A wide range of variables can affect protein supply and consumption around the world and the outbreak of disease is one that has potential to have a sudden and significant impact. In the last week, reports have emerged of new cases of African Swine Fever (ASF) discovered in locations across China. Despite this disease being limited to pigs, the ripple effect to any disruption in the supply of China’s principal protein has potential to affect demand for beef and sheepmeat. Important to note, it is still unclear how widespread and serious recent outbreaks of ASF in China are.

The OIE reports ASF is a highly infectious disease and no vaccine is currently available. In Russia and Eastern Europe, the virus is endemic in the wild boar population making eradication extremely difficult. Culling infected animals and imposing strict containment measures are the only tools available to limit further spread. The ability of Chinese authorities to quickly and effectively contain recent outbreaks will determine the impact on production and, following this, demand for imported pork or alternate proteins.
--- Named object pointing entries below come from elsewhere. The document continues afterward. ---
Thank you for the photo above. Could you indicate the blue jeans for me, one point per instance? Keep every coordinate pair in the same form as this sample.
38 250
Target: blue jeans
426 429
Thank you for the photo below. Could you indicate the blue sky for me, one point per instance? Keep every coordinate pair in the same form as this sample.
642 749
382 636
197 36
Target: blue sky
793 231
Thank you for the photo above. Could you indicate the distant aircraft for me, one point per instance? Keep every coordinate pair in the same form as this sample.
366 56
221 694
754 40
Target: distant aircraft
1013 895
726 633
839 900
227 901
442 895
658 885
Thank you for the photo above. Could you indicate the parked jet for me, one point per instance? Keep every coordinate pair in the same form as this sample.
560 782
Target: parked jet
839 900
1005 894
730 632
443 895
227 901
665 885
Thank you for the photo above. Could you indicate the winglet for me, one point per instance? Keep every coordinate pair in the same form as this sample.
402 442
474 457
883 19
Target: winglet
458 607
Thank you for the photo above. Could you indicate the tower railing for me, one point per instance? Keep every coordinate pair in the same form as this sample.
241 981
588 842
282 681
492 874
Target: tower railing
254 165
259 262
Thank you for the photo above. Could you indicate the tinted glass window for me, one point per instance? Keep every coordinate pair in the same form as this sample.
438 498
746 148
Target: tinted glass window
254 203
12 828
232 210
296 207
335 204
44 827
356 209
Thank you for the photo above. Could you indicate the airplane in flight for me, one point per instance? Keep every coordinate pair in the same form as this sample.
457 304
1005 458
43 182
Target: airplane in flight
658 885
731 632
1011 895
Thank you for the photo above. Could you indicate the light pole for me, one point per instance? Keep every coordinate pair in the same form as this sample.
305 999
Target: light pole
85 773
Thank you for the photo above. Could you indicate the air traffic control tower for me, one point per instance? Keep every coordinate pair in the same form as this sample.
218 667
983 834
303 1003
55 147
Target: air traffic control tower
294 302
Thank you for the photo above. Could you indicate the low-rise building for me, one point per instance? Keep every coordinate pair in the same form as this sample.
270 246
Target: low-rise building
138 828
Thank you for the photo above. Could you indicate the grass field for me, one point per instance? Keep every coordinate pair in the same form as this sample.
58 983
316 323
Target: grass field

The cases reported so far are significant distances apart, highlighting the challenge ahead for local authorities.

China has the world’s largest hog breeding herd, by a long way, and are massive consumers of pork, chewing through close to 54.7 million tonnes annually, in comparison to around 7.9 million tonnes of beef and 4.9 million tonnes of sheepmeat (FAO 2017 carcase weight equivalent estimates). If ASF spreads, leading to significant culling of animals to contain the disease, it could put a large dint in its domestic pork supply, pushing prices higher and driving consumers to seek out other sources of protein. Although ASF is not harmful to human health, amidst a backdrop of food scandals, there is potential Chinese consumers (who can afford to) may avoid domestically produced pork, opening the door to imported pork and alternate proteins.

The outbreak of ASF has occurred in the midst of an ongoing US-China trade dispute, with China slapping two rounds of retaliatory tariffs on US pork exports at a time of record US pork production. The trade and supply environment has weighed heavily on the US hog market however the announcement of fresh ASF outbreaks had an immediate impact on prices with a sharp upwards turnaround in US hog futures.

The global meat trade is watching how events unfold extremely closely, as any significant impact to pork production and consumption will create a ripple effect and the consequences of this will likely touch all major suppliers of all major proteins.